This week, Cooper Union student organizers preparing for an Occupy Wall Street protest against student debt were energized and infuriated by their school’s decision to introduce tuition in the graduate program. In a move announced in the New York Times on Tuesday, Cooper Union will begin charging tuition to students in the graduate program; previously, all students at Cooper Union received full scholarships to attend the prestigious school for art and architecture as part of the university’s historic mission and mandate. Undergraduate education will remain free “for now,” according to the college’s president.

On Wednesday afternoon, students gathered in Cooper Square, a plaza just south of Astor Place, and enclosed by the college’s two buildings: the arched brownstone Foundation Building, and the rippling, gouged metallic facade of 41 Cooper Square. Before marching to Union Square to join a larger demonstration there, Cooper students condemned the actions of the school board.

Eduardo Alfonso, an undergraduate studying architecture at Cooper, watched the protest from steps on the park’s north side. He said that in the small school, the contentious decision has been subject to considerable discussion and speculation. “There’s a question,” he said, “if the compromise with the graduate program is priming for future changes.”

Aaron Fowler, an undergraduate in Cooper Union’s art school, said that the decision had been first announced in the New York Times, not to the student body directly. “It really changes the dynamic of the school,” said Fowler, citing Cooper Union’s 110-year mission to provide free education. Fowler said that this mission, now being called in to question, provides an “even playing field” for prospective students to compete on merit, not money.

One demonstrator took his protest to a new level — quite literally. Jesse Kreuzer, a Cooper Union alumnus, climbed the towering statue of Peter Cooper, the school’s founder. As passers-by looked up curiously, Kreuzer danced to his iPod and waved his large sign: “NO TUITION IT’S OUR MISSION.”

NYU Local spoke with Kreuzer by phone from the plaza some 30 feet below. “This is a stunt for media attention,” Kreuzer admitted, “but they don’t seem to be paying much attention.” Kreuzer agrees that Cooper’s tuition-free model is central to its identify. “It’s what makes this school what it is. It’s what makes it so beautiful.”

Kreuzer, like many of his peers, takes pride in Cooper’s unique tuition-free model. “Few institutions of higher learning that are free. The Board is talking about charging tuition which goes against the 100-year mission,” he said. “If that were to happen, it would represent the death of an ideal.”
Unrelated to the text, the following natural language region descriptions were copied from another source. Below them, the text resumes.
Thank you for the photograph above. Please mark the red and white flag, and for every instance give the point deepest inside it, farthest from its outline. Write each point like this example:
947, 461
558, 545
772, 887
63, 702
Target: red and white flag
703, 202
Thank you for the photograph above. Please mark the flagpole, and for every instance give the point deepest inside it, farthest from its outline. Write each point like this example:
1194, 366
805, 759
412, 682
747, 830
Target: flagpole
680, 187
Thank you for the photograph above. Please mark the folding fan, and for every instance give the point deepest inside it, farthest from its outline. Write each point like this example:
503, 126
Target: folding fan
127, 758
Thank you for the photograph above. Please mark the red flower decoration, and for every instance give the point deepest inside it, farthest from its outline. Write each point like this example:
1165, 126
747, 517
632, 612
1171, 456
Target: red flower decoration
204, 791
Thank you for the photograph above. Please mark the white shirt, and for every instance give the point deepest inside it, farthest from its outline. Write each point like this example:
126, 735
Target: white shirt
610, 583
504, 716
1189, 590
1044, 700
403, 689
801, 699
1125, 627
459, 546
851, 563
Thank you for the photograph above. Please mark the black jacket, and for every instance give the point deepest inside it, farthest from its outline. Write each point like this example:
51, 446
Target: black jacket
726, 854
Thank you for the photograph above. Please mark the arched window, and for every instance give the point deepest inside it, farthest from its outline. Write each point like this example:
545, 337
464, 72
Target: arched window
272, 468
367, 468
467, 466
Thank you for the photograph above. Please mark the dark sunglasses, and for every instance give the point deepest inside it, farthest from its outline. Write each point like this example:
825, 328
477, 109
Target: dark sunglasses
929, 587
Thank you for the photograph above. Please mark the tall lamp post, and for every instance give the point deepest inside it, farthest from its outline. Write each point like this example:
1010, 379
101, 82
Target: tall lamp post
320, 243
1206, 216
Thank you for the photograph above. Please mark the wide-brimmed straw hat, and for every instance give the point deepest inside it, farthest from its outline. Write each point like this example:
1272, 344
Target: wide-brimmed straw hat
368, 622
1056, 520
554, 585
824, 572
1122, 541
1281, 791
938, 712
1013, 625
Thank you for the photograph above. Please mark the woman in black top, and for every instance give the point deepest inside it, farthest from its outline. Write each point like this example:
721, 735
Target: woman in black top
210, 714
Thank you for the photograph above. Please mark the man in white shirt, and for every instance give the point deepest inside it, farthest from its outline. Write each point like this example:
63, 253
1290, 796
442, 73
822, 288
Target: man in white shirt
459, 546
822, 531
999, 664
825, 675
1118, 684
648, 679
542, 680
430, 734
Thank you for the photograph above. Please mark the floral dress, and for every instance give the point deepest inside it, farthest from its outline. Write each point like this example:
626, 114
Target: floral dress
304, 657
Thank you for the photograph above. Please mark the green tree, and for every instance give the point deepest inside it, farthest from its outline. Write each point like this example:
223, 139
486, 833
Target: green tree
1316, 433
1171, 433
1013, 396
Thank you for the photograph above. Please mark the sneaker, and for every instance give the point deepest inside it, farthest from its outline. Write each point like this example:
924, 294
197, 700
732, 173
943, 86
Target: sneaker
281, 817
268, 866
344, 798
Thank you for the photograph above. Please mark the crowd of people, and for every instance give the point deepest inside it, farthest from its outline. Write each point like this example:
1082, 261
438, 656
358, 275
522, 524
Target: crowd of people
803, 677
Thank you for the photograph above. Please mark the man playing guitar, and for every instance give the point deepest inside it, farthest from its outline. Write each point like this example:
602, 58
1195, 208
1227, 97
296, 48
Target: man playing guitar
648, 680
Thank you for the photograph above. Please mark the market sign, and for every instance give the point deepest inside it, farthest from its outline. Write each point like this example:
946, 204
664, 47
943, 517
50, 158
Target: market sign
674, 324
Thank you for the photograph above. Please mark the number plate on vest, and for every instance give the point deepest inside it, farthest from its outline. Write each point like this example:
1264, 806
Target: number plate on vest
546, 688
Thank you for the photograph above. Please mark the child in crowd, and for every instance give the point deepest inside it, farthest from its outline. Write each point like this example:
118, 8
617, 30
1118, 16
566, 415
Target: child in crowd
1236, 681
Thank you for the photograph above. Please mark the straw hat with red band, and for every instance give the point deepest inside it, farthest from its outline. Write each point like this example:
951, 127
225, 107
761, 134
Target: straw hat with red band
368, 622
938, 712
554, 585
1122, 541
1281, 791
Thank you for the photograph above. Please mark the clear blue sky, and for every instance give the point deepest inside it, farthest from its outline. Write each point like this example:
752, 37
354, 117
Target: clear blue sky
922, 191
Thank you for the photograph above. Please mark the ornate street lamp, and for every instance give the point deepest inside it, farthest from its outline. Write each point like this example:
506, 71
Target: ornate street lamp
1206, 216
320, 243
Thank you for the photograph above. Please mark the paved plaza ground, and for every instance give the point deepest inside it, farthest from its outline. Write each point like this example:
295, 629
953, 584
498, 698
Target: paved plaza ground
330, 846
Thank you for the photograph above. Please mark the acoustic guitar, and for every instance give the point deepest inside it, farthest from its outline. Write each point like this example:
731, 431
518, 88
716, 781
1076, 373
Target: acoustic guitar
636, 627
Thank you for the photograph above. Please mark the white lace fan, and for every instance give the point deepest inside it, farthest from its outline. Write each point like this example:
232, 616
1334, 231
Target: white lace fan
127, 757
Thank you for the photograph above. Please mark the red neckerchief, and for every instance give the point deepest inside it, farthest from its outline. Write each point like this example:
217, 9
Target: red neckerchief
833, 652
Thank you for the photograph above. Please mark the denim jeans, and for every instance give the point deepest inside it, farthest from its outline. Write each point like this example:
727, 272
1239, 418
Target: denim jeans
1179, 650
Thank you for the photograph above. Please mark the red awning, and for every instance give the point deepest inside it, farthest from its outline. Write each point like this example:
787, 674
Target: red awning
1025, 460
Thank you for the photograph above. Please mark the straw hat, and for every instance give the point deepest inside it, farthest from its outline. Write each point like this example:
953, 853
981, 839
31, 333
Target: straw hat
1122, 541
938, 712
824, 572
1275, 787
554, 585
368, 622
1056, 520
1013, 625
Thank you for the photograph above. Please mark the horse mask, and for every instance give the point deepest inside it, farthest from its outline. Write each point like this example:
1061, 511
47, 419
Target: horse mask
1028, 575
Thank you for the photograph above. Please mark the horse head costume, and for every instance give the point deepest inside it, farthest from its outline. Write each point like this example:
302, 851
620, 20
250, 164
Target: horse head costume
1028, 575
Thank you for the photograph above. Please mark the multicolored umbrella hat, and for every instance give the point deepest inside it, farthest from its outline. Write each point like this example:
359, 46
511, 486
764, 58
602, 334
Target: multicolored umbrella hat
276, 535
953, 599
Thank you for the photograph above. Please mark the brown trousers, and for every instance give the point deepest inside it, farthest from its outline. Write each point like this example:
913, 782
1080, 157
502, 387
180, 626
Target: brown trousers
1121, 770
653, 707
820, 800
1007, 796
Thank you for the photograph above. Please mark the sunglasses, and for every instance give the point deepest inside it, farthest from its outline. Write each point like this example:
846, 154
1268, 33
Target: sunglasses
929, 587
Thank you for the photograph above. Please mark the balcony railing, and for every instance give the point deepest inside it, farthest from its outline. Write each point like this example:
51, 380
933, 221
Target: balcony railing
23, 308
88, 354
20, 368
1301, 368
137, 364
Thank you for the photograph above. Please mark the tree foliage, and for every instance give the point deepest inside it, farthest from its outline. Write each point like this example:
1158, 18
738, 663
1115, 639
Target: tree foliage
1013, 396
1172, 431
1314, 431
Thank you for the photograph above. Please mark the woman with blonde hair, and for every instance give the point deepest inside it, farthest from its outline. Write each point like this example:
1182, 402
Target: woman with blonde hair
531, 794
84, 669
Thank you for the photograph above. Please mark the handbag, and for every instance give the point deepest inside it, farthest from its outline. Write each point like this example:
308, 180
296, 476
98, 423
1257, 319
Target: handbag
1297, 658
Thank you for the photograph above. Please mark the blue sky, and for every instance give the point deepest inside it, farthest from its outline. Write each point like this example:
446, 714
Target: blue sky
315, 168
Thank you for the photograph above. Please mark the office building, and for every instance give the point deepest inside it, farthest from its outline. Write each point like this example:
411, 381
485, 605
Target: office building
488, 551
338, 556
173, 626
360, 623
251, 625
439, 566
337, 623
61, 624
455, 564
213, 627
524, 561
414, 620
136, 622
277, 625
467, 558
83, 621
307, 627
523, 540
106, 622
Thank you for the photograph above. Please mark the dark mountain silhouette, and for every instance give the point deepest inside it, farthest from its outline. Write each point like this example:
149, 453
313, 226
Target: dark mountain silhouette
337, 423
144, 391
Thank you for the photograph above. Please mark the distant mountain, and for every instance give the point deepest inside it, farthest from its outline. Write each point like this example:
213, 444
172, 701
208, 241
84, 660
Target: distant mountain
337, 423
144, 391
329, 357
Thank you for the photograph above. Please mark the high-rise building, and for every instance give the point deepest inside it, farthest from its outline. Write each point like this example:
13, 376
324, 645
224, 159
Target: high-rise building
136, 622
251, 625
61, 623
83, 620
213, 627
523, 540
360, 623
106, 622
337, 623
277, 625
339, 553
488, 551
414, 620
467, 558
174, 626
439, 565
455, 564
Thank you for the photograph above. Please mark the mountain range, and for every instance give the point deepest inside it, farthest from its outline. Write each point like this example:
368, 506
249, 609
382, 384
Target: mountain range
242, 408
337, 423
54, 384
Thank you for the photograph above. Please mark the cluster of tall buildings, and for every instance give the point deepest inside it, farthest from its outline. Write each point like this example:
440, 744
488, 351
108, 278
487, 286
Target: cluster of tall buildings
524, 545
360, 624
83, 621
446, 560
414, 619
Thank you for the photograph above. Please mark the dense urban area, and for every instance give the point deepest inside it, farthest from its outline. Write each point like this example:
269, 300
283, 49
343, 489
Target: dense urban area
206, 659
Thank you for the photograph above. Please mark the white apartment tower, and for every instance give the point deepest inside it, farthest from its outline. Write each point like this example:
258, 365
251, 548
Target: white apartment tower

At the time, Kreuzer said that the police “don’t seem to care,” and considered climbing down to march to the larger rally in Union Square. Within a few hours, however, NYPD had taped off the area around the statue and were working to coax the 23-year-old alumnus down. He got his press coverage: New York Times’ East Village Local blog reported that at 6:44, the activist was retrieved from the top of the statue in an NYPD cherry picker and placed under arrest.